Credit Markets Didn't Get the Recession Memo
A sign of corporate resilience counters fresh indicators of manufacturing weakness. Plus, indecision in equities, Aussie optimism and more.
No recession signals in this market.
Photographer: Yuri gripas/Bloomberg
Recession fears crescendoed after the Institute for Supply Management said Tuesday that its monthly index of U.S. manufacturing fell below the dividing line that separates expansion from contraction for the first time since 2016. Stocks fell and government bonds rallied as traders priced in greater amounts of monetary policy easing by the Federal Reserve before the year is out. Credit markets, however, were unusually sanguine in what may be the ultimate referendum on the state of the economy.
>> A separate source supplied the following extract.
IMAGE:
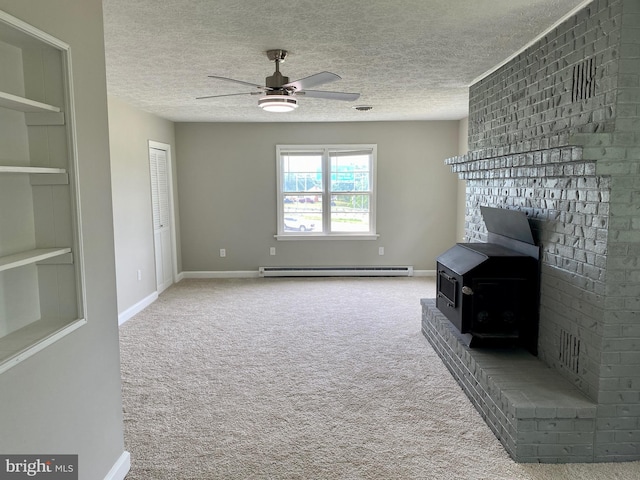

Yields on U.S. corporate bonds barely budged relative to Treasuries, keeping spreads below their widest levels of the year despite worries that a sharp economic contraction may be looming. Not only that: A flood of new issuance hit the market Tuesday, in what Bloomberg News called one of the busiest days ever for debt sales. Sure, the corporate bond market has benefited from the “hunt for yield,” with rates on government debt securities at or near all-time lows – and even below zero in many places such as Europe and Japan. Some of that demand may be masking recession worries. But credit traders generally have excellent insights into the health of corporate balance sheets. And here, things look pretty good. Moody’s sees the global default rate at just 2.4% through May 2020, below the historical average of 4.2% since 1983. For those wary of trusting credit-ratings firm after their dismal performance heading into the financial crisis a decade ago, there’s always the credit-market metric advocated by Nobel laureate and Janus Henderson Investors Chief Investment Strategist Myron Scholes and his colleague Ash Alankar. Rather than taking cues from the Treasury market’s yield curve, which has inverted in a traditional sign that a recession is looming, they believe a better indicator is the credit market’s yield curve. More specifically, they recommend looking at the difference in the credit spread between short- and long-dated U.S. corporate bonds.